With the lone Milan goal coming from a wonderful early game interchange between the two Brazilians Kaká and Robinho, it was Barcelona that would fight back with Lionel Messi scoring after a disastrous defensive sequence from the home team.
Without further ado, here are five things we learned from this Champions League encounter:
It's unclear whether or not they were feeding him tranquilizers in Madrid, but the Kaka we saw against Barcelona had many shades of the one Milanisti fell in love with years ago.
He was the key component behind Robinho's first goal, when he slipped in a lovely ball right into the path of the streaking Brazilian. Other than that, he was asked to play on the left of Allegri's 4-3-3, with more defensive duties than he has ever had.
Kaka showed the coach that his heart still bleeds red and black, tracking back to help the defense against the rabid Barcelona offense.
Milan director Adriano Galliani said after the match that he won't be able to sleep at night because of that woeful Robinho control where he basically let the ball slide right under his legs in what was perhaps the best scoring opportunity of the night.
Instead of giving his team a chance to mount another lead, Robinho showed exactly why he has always been an underachieving disappointment.
Massimiliano Allegri is bringing back the 4-3-3 under recommendations from both Galliani and President Silvio Berlusconi.
With Kaka playing the Stephan El Shaarawy role and Robinho as a false No.9, Milan looked dangerous up front especially in the first half.
If this type of rhythm continues, expect the Rossoneri to mount another comeback domestically like they did last season.
Barcelona has had a tough time away from home against Italian opposition, and this match didn't do anything to dispel the theory.
Even though they're one of the most dangerous teams in the world, they seem to lack innovation up front when faced against a side that's a bit more tactically sound.
Milan did a good job in doubling up on the flanks with both their wingers helping out defensively, which helped somewhat in stopping Barcelona players getting behind the back four.

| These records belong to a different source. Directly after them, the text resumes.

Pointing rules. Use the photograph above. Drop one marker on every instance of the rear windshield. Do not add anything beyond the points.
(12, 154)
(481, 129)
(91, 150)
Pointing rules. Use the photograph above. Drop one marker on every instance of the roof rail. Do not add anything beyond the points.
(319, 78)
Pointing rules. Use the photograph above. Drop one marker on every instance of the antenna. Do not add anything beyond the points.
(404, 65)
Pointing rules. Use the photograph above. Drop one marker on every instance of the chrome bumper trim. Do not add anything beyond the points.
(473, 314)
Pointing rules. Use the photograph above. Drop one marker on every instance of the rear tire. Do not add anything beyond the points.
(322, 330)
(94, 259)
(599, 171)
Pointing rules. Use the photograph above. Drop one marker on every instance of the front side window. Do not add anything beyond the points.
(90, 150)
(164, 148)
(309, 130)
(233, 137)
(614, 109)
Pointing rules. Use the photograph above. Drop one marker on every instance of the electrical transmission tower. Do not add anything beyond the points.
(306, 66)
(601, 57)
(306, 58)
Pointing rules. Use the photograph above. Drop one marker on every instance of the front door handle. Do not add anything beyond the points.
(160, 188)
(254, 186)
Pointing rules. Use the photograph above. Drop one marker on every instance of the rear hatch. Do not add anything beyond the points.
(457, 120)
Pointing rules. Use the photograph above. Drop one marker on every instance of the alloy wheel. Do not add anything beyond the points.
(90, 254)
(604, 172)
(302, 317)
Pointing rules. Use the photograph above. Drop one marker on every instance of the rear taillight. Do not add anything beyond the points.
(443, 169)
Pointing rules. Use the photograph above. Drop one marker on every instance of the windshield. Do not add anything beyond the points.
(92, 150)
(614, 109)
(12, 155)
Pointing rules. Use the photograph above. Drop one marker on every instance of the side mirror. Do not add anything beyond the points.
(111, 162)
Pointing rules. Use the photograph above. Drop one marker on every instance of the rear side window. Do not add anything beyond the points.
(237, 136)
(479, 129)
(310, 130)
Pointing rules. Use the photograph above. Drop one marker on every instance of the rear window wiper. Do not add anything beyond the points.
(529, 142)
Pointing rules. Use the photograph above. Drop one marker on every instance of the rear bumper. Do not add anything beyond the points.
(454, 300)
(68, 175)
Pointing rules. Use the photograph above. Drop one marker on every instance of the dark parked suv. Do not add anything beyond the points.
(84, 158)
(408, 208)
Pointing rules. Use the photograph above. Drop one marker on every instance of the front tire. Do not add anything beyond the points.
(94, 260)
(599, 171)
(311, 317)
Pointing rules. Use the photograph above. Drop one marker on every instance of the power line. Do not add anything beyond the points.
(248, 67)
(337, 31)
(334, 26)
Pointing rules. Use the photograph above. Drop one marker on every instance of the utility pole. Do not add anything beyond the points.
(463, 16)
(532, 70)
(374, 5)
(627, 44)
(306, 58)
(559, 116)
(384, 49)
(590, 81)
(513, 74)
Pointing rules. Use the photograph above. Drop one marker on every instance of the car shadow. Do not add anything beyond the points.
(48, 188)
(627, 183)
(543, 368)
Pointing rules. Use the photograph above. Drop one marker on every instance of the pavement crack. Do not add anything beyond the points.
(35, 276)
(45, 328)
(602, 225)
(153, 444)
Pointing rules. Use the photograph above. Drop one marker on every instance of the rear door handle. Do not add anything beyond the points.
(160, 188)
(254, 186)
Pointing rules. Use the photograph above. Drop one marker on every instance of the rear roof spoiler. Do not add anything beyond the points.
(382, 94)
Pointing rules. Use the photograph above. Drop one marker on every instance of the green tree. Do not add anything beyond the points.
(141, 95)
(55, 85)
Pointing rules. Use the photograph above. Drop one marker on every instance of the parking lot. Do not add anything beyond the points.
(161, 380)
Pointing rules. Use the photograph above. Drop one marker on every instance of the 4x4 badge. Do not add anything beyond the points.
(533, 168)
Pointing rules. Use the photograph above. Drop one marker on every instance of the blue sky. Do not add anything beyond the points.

It's a tired cliche at this point but one that still rings true—Milan has the Champions League in their DNA.
With a sold-out San Siro setting the stage, Milan gave spectators a reason for hope as they went head-to-head with one of the true giants of Europe.
It helped that Massimiliano Allegri fielded players with valuable Champions League experience like Kaka and De Jong, and had a game plan which worked in keeping a low scoreline.
Going forward, expect this team to show another gear assuming they get past the group stages, which at this point is Milan's to squander.